From Milan to Palermo, from Venice to Bari, in 70 cities across Italy, tens of thousands of high school students took to the streets Friday to demand investment in education.
Local reports said twenty five thousand marched in Naples, 5,000 in Rome, 4,000 in Bari, 5,000 in Milan, 4,500 in Turin, 1,000 in Genoa, and several thousand between Cosenza, Trieste, Pisa, Siena, L’Aquila, Salerno , Caserta, Catania, Siracusa and Bologna.
The organisers, which included a range of self-organised student networks and the university students union, declared that there was ‘no time to beat around the bush, we want to our demands to be heard now.’

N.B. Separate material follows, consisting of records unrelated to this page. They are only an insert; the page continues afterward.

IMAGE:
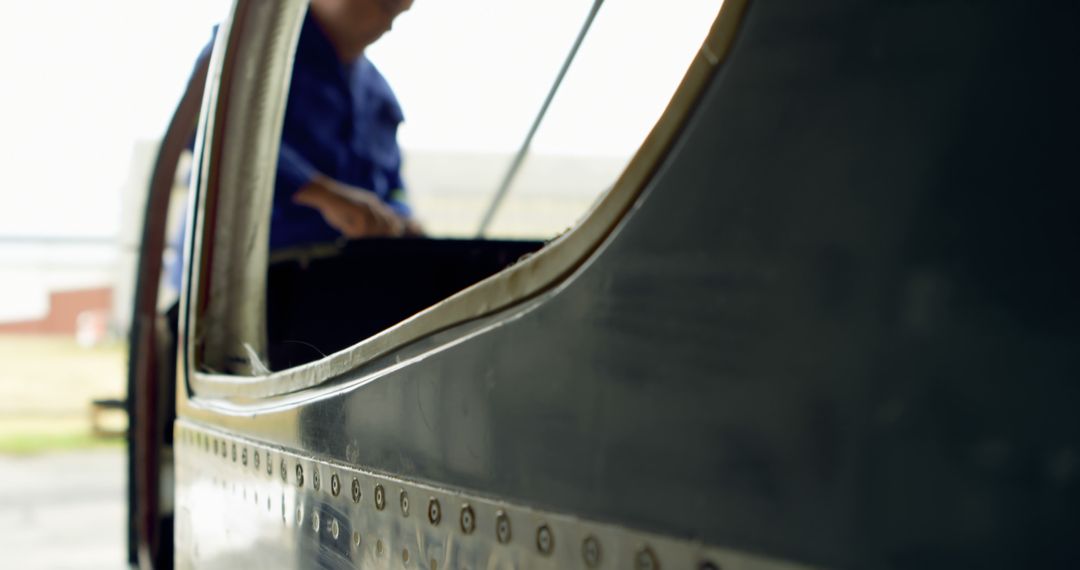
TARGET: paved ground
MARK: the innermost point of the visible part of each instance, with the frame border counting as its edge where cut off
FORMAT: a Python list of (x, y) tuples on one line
[(61, 511)]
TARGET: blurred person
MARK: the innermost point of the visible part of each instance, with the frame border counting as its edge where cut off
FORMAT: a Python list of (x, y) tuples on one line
[(339, 166)]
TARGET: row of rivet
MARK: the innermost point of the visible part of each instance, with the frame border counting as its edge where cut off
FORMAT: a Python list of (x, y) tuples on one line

Among the demands are a law on the right to education, an end to the deskilling of the teaching profession and the ‘subjugation of schools and state universities to the markets’, and ‘for a public and quality education system accessible to all.”
Education funding has been cut by more than 5% in Italy since 2010 – putting it in a league with Greece and Portugal, according to EU figures – as part of austerity policies designed to cut the deficit in line with EU budgetary rules.
However, the students, whose mobilisation was also backed by the CGIL trade union, also protested about wider issues that the country’s government has failed to tackle, from record youth unemployment, the degradation of the environment and the cancer of organised crime.